Bahaya menyuruh-nyuruh
orang untuk kaya bisa digambarkan seperti bahayanya menyuruh-nyuruh anak kecil
untuk mengambil air di sumur yang menganga. Bukannya air yang akan didapatkan
oleh anak-anak itu, tetapi justru mereka yang akan tercemplung ke dalam sumur
tersebut. Kenapa? Karena kekurang-akalan mereka, karena kekurang mampuan mereka
untuk berhati-hati dan waspada, dan juga karena kecendrungan mereka untuk lalai
dan bermain-main.
Harta kekayaan di
dunia bisa diibaratkan seperti air di sumur yang menganga. Sedangkan orang-orang
yang kurang iman, taqwa, dan ilmunya bisa diibaratkan seperti anak-anak kecil. Harus kita akui bahwa di dunia ini yang banyak
justru adalah orang-orang yang kurang iman, taqwa, dan ilmunya itu. Oleh karena
itu, menyuruh-nyuruh orang untuk berlomba-lomba mencari kekayaan, sama seperti
menyuruh anak-anak kecil untuk berlomba-lomba mendapatkan air di sumur yang
menganga tersebut. Kebanyakan mereka akan binasa (jatuh ke dalam sumur). Kemungkinan
bahayanya jauh lebih besar daripada kemungkinan manfaatnya. Rasulullah saw dan
para sahabatnya amat tahu akan hal itu. Oleh karena itu, mereka tidak mau
melakukan hal tersebut. Mereka tidak mau menyuruh-nyuruh orang untuk kaya,
apalagi berpacu-pacu di dalamnya.
Dalam Islam
cukuplah sekedar membolehkan orang untuk mencari kekayaan. Atau kalau mau
menyuruh, suruhlah orang untuk bekerja. Bukan menyuruh-nyuruh orang untuk kaya.

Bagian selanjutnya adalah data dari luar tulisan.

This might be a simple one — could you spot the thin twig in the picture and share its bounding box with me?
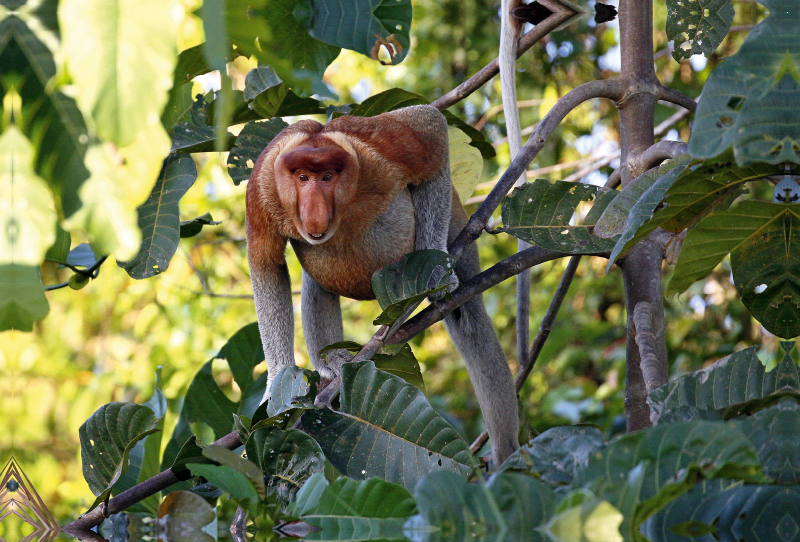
[469,255,581,454]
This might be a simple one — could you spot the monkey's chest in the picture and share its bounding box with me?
[291,190,414,299]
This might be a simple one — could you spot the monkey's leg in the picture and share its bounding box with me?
[300,269,353,380]
[250,261,294,403]
[444,200,519,467]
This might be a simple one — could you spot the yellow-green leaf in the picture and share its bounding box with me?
[0,125,56,266]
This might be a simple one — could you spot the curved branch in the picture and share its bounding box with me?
[431,11,574,111]
[656,86,697,113]
[449,79,625,258]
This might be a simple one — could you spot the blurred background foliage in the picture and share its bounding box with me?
[0,0,776,520]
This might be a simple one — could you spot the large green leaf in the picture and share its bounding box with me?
[500,426,605,489]
[0,265,50,331]
[372,249,455,325]
[728,201,800,338]
[575,421,765,536]
[118,155,197,279]
[502,179,617,254]
[290,473,416,542]
[648,347,800,422]
[58,0,182,147]
[227,118,289,185]
[294,0,412,64]
[608,153,777,267]
[0,124,56,266]
[245,427,325,507]
[244,66,325,119]
[303,361,474,489]
[689,0,800,165]
[667,0,735,62]
[642,480,800,542]
[736,398,800,485]
[226,0,341,96]
[78,402,158,510]
[668,201,800,302]
[403,471,556,542]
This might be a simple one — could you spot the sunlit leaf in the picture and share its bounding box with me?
[667,0,734,62]
[502,179,617,254]
[58,0,183,147]
[303,361,474,489]
[118,156,197,279]
[0,124,56,266]
[689,0,800,165]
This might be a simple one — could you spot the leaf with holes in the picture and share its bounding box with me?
[689,0,800,165]
[290,473,416,542]
[728,201,800,339]
[303,361,475,489]
[667,0,734,62]
[78,402,159,510]
[501,179,617,254]
[227,118,289,185]
[117,155,197,280]
[245,427,325,509]
[372,250,455,325]
[294,0,412,64]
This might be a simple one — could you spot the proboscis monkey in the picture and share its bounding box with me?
[247,105,518,464]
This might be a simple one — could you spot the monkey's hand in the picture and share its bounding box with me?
[428,265,460,301]
[314,348,355,380]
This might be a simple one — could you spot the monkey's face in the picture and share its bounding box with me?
[275,146,357,245]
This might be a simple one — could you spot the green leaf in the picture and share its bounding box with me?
[319,341,425,393]
[158,491,217,542]
[735,398,800,485]
[78,402,159,510]
[501,179,617,254]
[0,265,50,331]
[667,201,800,302]
[203,445,267,499]
[372,250,455,325]
[226,0,341,96]
[500,426,605,489]
[227,118,289,185]
[728,201,800,338]
[667,0,734,62]
[244,66,325,119]
[187,463,260,514]
[268,368,319,421]
[117,156,197,280]
[290,473,416,542]
[294,0,412,64]
[648,347,800,423]
[689,0,800,165]
[594,154,691,239]
[0,124,56,266]
[303,361,474,489]
[180,213,222,239]
[58,0,182,147]
[447,126,483,202]
[403,471,556,542]
[245,427,325,509]
[576,421,765,536]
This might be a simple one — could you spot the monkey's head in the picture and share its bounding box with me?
[275,143,358,245]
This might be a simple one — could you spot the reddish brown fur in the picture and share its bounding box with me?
[247,108,448,299]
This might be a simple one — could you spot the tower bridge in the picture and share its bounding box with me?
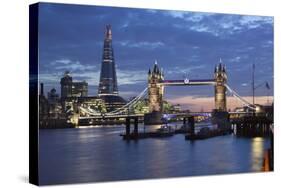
[76,60,255,122]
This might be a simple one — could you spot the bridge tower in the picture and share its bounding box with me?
[144,61,164,125]
[214,60,227,112]
[148,61,164,113]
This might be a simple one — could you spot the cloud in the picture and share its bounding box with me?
[116,41,164,49]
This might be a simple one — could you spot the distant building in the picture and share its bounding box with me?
[98,25,126,112]
[98,25,118,96]
[48,88,63,118]
[60,71,88,99]
[39,83,49,119]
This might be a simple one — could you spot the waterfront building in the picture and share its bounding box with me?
[48,88,63,118]
[62,96,106,116]
[39,83,49,119]
[60,71,88,99]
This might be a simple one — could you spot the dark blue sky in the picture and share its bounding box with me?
[39,3,273,103]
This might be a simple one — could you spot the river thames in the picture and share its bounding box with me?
[39,123,270,185]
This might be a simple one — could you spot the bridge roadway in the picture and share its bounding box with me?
[79,112,253,119]
[160,78,216,86]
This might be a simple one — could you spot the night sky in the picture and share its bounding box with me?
[39,3,273,108]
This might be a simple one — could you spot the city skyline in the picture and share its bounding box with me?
[39,3,273,109]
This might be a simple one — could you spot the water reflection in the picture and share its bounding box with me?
[251,137,266,171]
[39,126,270,184]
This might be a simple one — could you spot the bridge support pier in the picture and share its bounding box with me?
[126,117,131,138]
[188,116,195,135]
[183,117,186,125]
[134,117,139,136]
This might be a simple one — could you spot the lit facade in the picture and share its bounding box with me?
[214,63,227,112]
[148,61,164,112]
[60,71,88,99]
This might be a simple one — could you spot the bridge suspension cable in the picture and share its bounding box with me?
[224,84,256,110]
[76,87,147,116]
[107,87,147,115]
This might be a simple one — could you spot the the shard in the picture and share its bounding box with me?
[98,25,118,96]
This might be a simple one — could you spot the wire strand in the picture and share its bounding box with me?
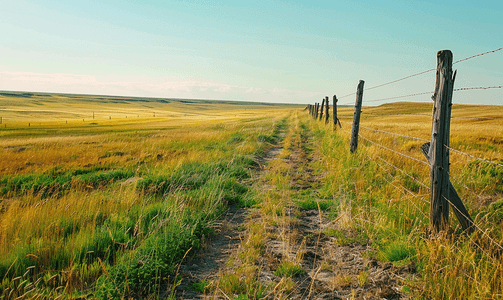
[452,47,503,65]
[358,133,430,167]
[444,145,503,167]
[365,68,436,91]
[377,155,431,190]
[453,85,503,92]
[442,196,503,250]
[360,125,430,142]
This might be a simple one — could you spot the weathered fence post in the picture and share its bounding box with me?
[421,50,473,232]
[349,80,365,152]
[428,50,455,232]
[320,98,325,120]
[325,96,330,124]
[334,95,342,130]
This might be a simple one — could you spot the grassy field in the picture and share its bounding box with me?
[0,94,298,299]
[324,103,503,299]
[0,93,503,299]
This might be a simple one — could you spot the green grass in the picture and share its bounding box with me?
[274,260,306,277]
[187,279,210,293]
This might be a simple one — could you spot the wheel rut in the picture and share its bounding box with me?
[173,116,416,299]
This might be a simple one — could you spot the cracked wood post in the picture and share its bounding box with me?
[325,96,330,124]
[428,50,456,232]
[334,95,342,130]
[320,98,325,120]
[421,142,474,233]
[349,80,365,152]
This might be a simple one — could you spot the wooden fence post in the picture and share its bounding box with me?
[422,50,473,232]
[334,95,342,130]
[350,80,365,152]
[325,96,330,124]
[320,98,325,120]
[428,50,455,232]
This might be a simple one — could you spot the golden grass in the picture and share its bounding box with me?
[310,103,503,299]
[0,96,296,297]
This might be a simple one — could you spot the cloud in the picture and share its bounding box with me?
[0,71,319,103]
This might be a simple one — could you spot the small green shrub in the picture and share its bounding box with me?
[274,260,306,277]
[187,279,210,293]
[295,199,332,210]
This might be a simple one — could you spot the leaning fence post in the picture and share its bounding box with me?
[334,95,342,130]
[349,80,365,152]
[428,50,456,232]
[320,98,325,120]
[325,96,330,124]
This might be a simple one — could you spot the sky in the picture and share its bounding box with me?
[0,0,503,105]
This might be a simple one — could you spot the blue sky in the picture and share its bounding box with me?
[0,0,503,105]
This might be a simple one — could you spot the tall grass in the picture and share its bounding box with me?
[0,101,292,298]
[312,104,503,299]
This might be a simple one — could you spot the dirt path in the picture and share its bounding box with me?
[176,206,248,299]
[173,116,415,299]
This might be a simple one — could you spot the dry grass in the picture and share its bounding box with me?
[311,103,503,299]
[0,92,296,297]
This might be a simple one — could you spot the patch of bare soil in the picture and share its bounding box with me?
[252,127,416,299]
[176,206,248,299]
[176,147,283,299]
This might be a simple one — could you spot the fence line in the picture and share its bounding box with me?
[377,155,430,190]
[383,165,428,219]
[360,125,430,142]
[310,47,503,239]
[344,113,503,245]
[452,47,503,65]
[376,162,430,204]
[454,85,503,92]
[358,134,430,167]
[444,145,503,167]
[444,196,503,250]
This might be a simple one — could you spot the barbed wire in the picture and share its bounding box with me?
[341,85,503,105]
[447,172,484,200]
[376,162,429,218]
[365,91,434,102]
[377,155,431,190]
[332,47,503,105]
[444,145,503,167]
[360,125,430,142]
[442,196,503,250]
[338,92,356,99]
[453,85,503,92]
[358,133,430,167]
[365,68,436,91]
[452,47,503,65]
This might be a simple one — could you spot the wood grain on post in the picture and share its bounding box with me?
[421,142,474,233]
[428,50,456,232]
[325,96,330,124]
[320,98,325,120]
[334,95,342,130]
[349,80,365,152]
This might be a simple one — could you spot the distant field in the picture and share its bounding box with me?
[0,92,503,299]
[0,91,300,127]
[0,92,299,299]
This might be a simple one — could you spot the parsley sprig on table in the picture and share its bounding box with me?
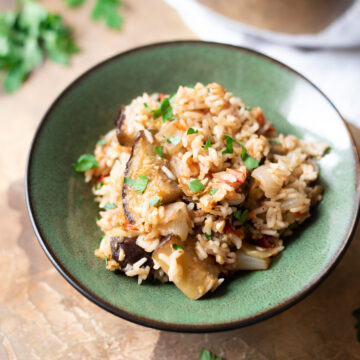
[0,0,79,93]
[65,0,124,30]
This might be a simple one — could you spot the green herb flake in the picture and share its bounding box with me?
[209,188,218,196]
[189,179,205,193]
[186,128,199,135]
[199,349,223,360]
[204,231,215,240]
[202,138,211,150]
[154,146,164,157]
[149,196,162,207]
[352,308,360,342]
[104,203,116,210]
[91,0,124,30]
[222,135,245,155]
[164,136,181,145]
[144,97,177,123]
[241,148,259,170]
[94,181,104,190]
[233,210,249,223]
[65,0,85,7]
[269,138,281,145]
[73,154,99,172]
[97,139,106,145]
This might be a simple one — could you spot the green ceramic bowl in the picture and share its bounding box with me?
[26,41,359,332]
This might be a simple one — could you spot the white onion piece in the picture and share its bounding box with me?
[231,251,271,270]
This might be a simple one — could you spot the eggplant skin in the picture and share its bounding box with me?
[122,130,182,224]
[110,236,154,268]
[115,106,133,146]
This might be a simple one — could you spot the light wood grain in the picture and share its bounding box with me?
[0,0,360,360]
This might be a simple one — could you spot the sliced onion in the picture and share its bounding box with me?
[231,250,271,270]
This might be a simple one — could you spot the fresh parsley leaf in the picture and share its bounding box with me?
[209,188,218,196]
[124,176,135,186]
[94,181,104,190]
[149,196,161,207]
[144,97,176,123]
[65,0,85,7]
[164,136,181,145]
[97,139,106,145]
[91,0,124,30]
[186,128,199,135]
[189,179,205,193]
[233,209,249,223]
[241,148,259,170]
[124,175,148,194]
[202,138,211,150]
[204,231,215,240]
[104,203,116,210]
[199,349,223,360]
[0,0,78,93]
[73,154,99,172]
[154,146,164,157]
[269,138,281,145]
[144,103,161,119]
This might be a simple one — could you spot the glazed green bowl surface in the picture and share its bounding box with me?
[26,41,359,332]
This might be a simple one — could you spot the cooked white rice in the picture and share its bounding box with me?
[85,83,327,298]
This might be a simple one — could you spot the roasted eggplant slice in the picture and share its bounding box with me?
[153,236,219,300]
[122,131,181,223]
[110,236,153,268]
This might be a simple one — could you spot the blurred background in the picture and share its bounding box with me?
[0,0,360,360]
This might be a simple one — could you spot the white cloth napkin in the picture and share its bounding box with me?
[165,0,360,128]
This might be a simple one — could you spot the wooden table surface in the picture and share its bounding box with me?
[0,0,360,360]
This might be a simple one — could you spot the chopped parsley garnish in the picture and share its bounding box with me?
[104,203,116,210]
[91,0,124,30]
[199,349,223,360]
[222,135,245,154]
[124,175,149,194]
[353,308,360,342]
[154,146,164,157]
[97,139,106,145]
[149,196,162,207]
[269,138,281,145]
[73,154,99,172]
[189,179,205,193]
[186,128,199,135]
[209,188,218,196]
[204,231,215,240]
[202,138,211,150]
[241,147,259,170]
[65,0,85,7]
[144,98,176,123]
[164,136,181,145]
[233,210,249,223]
[94,181,104,190]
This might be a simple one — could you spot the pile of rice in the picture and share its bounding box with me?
[85,83,327,298]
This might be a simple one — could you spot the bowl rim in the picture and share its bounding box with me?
[25,40,360,333]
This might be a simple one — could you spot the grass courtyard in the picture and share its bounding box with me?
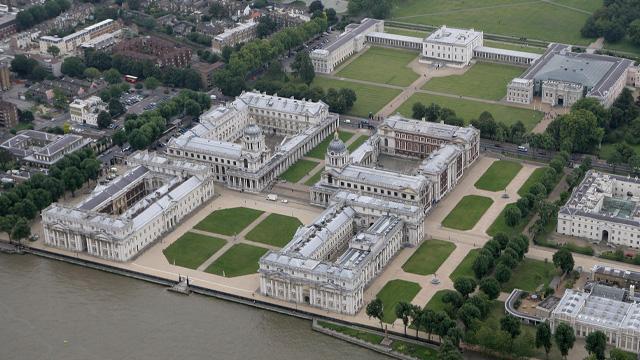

Menyuruh bekerja itu tidak sama dengan menyuruh kaya. Karena
tidak setiap orang yang bekerja akan pasti menjadi kaya. Islam hanya
mementingkan bekerja bukan mementingkan kaya.
Di masa
Rasulullah s.a.w., ada ashabus suffah
atau disebut juga dengan ahli suffah. Ahli Suffah adalah tamu-tamu Islam
yang terdiri dari sahabat-sahabat Nabi s.a.w. yang amat miskin. Saking
miskinnya, sampai-sampai mereka sering menahan lapar karena tak memiliki
sesuatu pun untuk dimakan. Bahkan tak jarang, ada di antara mereka yang
tersungkur saat salat berjama’ah bersama Nabi karena tak kuat lagi menahan
lapar[1]. Tapi
pernahkah Nabi menyuruh mereka untuk mengubah keadaan mereka yang seperti itu?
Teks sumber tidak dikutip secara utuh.